Ontario needs more primary-care practitioners, province’s COVID-19 advisory table says

From The Globe and Mail

Ontario’s independent COVID-19 Science Advisory Table highlights the work of primary-care practitioners during the pandemic in its final report, and warns of challenges ahead as treating patients with the virus moves from intensive-care units to family doctors’ offices.

The report highlights long-standing challenges in Ontario that pose a threat, not just to the routine functioning of the health system but to future pandemic preparedness.

The province needs more primary-care practitioners to meet the growing needs of patients, says the report released on Monday. The province must also better integrate primary care into the health care system, it says, noting that there is little infrastructure in place that would allow policy-makers to share information with family doctors, trusted sources for their patients.

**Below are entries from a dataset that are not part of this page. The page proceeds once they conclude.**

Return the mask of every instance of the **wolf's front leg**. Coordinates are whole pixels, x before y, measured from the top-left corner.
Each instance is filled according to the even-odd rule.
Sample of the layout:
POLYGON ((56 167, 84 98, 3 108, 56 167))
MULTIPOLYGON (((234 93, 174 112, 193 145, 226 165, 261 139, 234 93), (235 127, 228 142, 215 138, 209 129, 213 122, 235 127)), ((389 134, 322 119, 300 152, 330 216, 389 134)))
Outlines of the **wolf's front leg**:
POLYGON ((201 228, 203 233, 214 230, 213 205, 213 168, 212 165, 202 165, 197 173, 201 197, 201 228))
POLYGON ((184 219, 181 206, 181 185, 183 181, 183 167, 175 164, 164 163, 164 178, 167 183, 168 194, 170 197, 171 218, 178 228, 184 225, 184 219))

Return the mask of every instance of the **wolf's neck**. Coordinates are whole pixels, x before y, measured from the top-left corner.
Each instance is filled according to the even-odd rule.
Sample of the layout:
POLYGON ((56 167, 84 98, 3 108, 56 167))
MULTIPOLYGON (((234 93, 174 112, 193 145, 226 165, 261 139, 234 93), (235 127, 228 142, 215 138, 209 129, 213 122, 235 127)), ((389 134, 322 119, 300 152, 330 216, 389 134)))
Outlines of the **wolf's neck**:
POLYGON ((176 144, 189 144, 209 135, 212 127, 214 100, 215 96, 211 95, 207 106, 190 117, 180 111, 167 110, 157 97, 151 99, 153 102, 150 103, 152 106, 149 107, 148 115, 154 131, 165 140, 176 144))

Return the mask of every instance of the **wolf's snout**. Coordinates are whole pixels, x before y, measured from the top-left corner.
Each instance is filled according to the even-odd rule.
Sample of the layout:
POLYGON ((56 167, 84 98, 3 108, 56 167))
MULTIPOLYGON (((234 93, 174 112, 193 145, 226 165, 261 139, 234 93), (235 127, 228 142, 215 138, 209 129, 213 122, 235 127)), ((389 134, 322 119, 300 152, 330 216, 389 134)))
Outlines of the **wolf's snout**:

The report contains three related briefs: what Ontario family doctors did during the first two years of the pandemic; the factors that affected their capacity to deliver care; and the lessons policy-makers should heed to strengthen primary care as the pandemic evolves. Danielle Martin, a senior author on the report, provided expertise on primary care to the science table.


“People’s confidence in the vaccine often comes down to trust, and family doctors have these trusting relationships with people,” said Tara Kiran, another author of the new report and a family physician and researcher at St. Michael’s Hospital, part of Unity Health Toronto.